Even so, toxicology literacy won’t help in the frozen food aisle. According to Undurraga, there are absolutely no defining signs on food packaging to indicate that any of the 2,000 synthetic chemicals approved for use in food are present in that specific item.
How To Avoid Potentially Dangerous Additives
One way to minimize exposure to these chemicals is to purchase certified organic packaged foods and look at EWG’s Food Scores, which measure nutrition, ingredient and processing concerns in more than 80,000 common foods, from frozen vegetables and baby food to packaged nuts, berries and grains across hundreds of popular brands. Another thing to look at is EWG’s Dirty Dozen List of Food Additives, which ranks the worst food additives common in U.S. supermarket food and where you’ll likely encounter them, like potassium bromate in packaged loaves of bread and propylparaben in packaged tortillas and muffins.
If additives don’t have you worried enough about what we’re legally permitted to consume, know that pesticides, found to be carcinogenic and also severely damaging to the environment, are still more than prevalent alongside the packaged food chemicals at your grocery store.
Each year, EWG reviews the U.S. Department of Agriculture’s pesticide residue tests on conventional produce. “Last year, nearly 70 percent of conventionally grown produce was contaminated with pesticide residues,” says Undurraga. “This is especially concerning for pregnant women and small children.”
Organic Foods Have More Rigorous Standards
Organic packaged food and organic produce are typically more expensive than their conventional counterparts, but you’re paying for more rigorous additive standards and investing in your long-term health and the health of the environment.
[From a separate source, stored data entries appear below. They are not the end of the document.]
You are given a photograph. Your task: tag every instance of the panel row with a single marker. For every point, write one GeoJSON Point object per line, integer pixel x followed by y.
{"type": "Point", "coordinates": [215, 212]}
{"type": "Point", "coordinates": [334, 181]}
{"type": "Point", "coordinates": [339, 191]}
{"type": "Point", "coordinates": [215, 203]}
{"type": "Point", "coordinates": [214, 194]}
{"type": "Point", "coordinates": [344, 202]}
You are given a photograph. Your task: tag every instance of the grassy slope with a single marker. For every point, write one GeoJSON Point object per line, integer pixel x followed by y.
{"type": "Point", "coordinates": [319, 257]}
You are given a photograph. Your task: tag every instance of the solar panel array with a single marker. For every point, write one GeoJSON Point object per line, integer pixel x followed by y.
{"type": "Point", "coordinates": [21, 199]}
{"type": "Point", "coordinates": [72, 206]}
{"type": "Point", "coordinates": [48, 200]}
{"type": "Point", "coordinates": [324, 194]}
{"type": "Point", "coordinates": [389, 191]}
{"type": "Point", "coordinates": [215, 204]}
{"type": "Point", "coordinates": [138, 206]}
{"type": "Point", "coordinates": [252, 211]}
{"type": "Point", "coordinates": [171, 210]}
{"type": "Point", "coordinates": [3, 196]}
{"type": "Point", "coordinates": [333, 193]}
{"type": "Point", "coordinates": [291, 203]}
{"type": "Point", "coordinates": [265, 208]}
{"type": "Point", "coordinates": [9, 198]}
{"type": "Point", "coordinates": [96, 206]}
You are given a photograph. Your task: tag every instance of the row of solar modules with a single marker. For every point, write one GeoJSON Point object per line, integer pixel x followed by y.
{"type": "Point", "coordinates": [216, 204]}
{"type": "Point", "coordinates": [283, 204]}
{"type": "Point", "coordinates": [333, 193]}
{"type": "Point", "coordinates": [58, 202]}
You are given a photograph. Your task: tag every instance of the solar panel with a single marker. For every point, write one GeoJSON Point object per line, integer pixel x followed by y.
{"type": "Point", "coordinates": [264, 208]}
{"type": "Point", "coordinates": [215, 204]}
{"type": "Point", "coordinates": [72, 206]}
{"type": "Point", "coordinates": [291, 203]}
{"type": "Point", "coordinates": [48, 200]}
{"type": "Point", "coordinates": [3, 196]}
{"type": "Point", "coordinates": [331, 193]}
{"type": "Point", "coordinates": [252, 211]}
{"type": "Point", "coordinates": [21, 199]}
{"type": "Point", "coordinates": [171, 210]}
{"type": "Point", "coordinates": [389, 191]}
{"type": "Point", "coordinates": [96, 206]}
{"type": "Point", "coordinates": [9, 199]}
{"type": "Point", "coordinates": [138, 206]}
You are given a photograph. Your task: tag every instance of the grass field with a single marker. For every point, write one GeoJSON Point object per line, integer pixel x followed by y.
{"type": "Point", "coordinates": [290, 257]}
Currently, fewer than 40 synthetic ingredients are permitted in organic packaged foods — and this is only after each chemical has been reviewed by both independent and government experts (6).
Beyond opting for organic packaged goods when going the pre-made route, consumers can elect to buy organic versions of fruits and vegetables whose conventional counterparts have made EWG’s “Dirty Dozen” list, which calls out those conventionally grown items found with the most pesticide residue: strawberries, spinach, kale, nectarines, apples, grapes, peaches, cherries, pears, tomatoes, celery and potatoes.
On the flip side, consumers can opt for conventional versions of the produce items that are listed on EWG’s “Clean Fifteen” — those with relatively little pesticide residue: avocados, sweet corn, pineapples, frozen sweet peas, onions, papayas, eggplants, asparagus, kiwis, cabbages, cauliflower, cantaloupes, broccoli, mushrooms and honeydew melons.
The Solution
Pressure on the government to make packaged food actually safe to eat is necessary to enact change. And with so little information readily available about what we’re actually eating when these chemicals aren’t disclosed, keeping up with research by independent groups like the EWG remains imperative to educate consumers.
Ignorance may bring peace of mind to grocery shoppers, but as more information about the hazards in our daily food purchases comes to light, it’s likely we’ll see more consumer pushback against dangerous practices that have become the norm.